The Resignation of VW’s Piëch
The Resignation of VW’s Piëch: What Happened Behind the Scenes
Just a few days ago, few expected Martin Winterkorn [above, far right] to remain the CEO of the Volkswagen Group for much longer. The 67-year-old had found himself in a precarious position after the all-powerful head of the supervisory board, 78-year-old Ferdinand Piëch [above, second from left and next to his wife Ursula], had told the German weekly magazine Der Spiegel: “I am at a distance to Winterkorn.”
The unexpected attack on Winterkorn sent the company into turmoil. Piëch and Winterkorn had been close associates for decades, and Winterkorn was widely expected to take over at the helm of the supervisory board in two years. Following Piëch’s remarks, the six-person executive committee of the Group’s supervisory board met twice. At the first meeting, in Salzburg on April 16, Piëch reportedly put forward his grave concerns about the future of the VW Group under Winterkorn: the VW brand’s low profit margins, its abysmal performance in the U.S. market, and the failure to come up with a strategy for low-cost vehicles. Moreover, he criticized what he saw as an overall lack of vision.
VW Group CEO Martin Winterkorn. He won’t be going anywhere.
But the five other members of the executive board—union reps Bernd Osterloh and Stephan Wolf, Social Democratic Party leader Stephan Weil, and Piëch’s estranged cousin Wolfgang Porsche [above, second from right]—had no interest in discussing his analysis. Instead, they pushed through a statement that called Winterkorn the “best possible CEO for VW” and announced an extension to his contract. Piëch’s insistence that his contract be extended as well was met with outrage.

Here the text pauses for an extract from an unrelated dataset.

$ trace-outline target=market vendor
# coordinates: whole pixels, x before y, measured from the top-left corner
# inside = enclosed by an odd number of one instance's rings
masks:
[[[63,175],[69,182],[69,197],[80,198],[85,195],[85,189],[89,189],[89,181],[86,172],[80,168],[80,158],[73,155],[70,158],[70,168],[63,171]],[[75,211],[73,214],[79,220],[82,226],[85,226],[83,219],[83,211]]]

Then, Winterkorn’s and Porsche’s troops began marshaling. “The old man must go,” a supervisory board member told the influential tabloid Bild am Sonntag the Sunday after the meeting. Further reports appeared, claiming that Piëch asked Porsche CEO Matthias Müller to prepare for the top job in Wolfsburg. True or not, Müller was treated frostily at the VW Group’s press conference at the Shanghai auto show—which Winterkorn decided to skip.
Ferdinand Piëch and his wife, Ursula, at the Volkswagen Annual Shareholders Meeting in 2014. Both resigned their positions with the company’s supervisory board on Saturday.
The second meeting of the supervisory board’s executive committee took place in Braunschweig on April 25. Everyone—well, almost everyone—hoped it would help to soothe the tension and pave the way for a smooth shareholders’ meeting in Hanover on May 5.
It didn’t happen. The union members of the committee, traditionally Piëch’s allies, instead stuck with Wolfgang Porsche in their uncompromising support for Winterkorn. As a result, their wish to replace Piëch as the head of the supervisory board was fulfilled prematurely. The automotive titan didn’t just step down as the head of the supervisory board, he left the board entirely—and took his wife Ursula with him. With her wide knowledge of automotive topics and deep insight into the business, she had been understood to be Piëch’s first choice as his successor, even though he has publicly denied it.
It is now up to 65-year-old former union boss Berthold Huber to fill Piëch’s shoes until a more able successor is found. Huber’s immediate reaction was described as “shocked” and “worried.”
Wolfgang Porsche and Porsche driver Mark Webber at the 2014 24 Hours of Le Mans.
Piëch’s retreat is a personal victory for Wolfgang Porsche, who has never forgotten the humiliation of Porsche’s botched takeover attempt of VW. It didn’t happen, and Porsche ended up under VW’s control. The result was a triumph for Piëch, who never held the Porsche branch of the family in much esteem. He once derisively described their favorite activities as “knitting, crochet, playing the flute.”
On April 25, Wolfgang Porsche released a statement in which he thanked Piëch for “decades of extraordinary and highly successful work for the Volkswagen Group.” And he announced that the holding would “remain loyal to the responsibility as a main shareholder to the VW Group and its 600,000 employees.” We doubt Piëch was impressed by this accolade.
Piëch is still sitting on a large chunk of Porsche SE, which owns 50.7 percent of the VW Group. Convinced that Volkswagen is on the wrong track, he could continue to exert his influence on various levels, or he could sell off his shares entirely. Many observers, however, believe that Piëch’s departure represents the discordant final note of a controversial but highly successful career. Piëch built the Audi brand into a luxury powerhouse, put Volkswagen on solid financial footing, built the VW Group with the acquisitions of Bentley and Lamborghini, and launched Bugatti. It is a career that has elevated this grandson of Ferdinand Porsche to a status within the industry commensurate to his grandfather, Eiji Toyoda, and Henry Ford.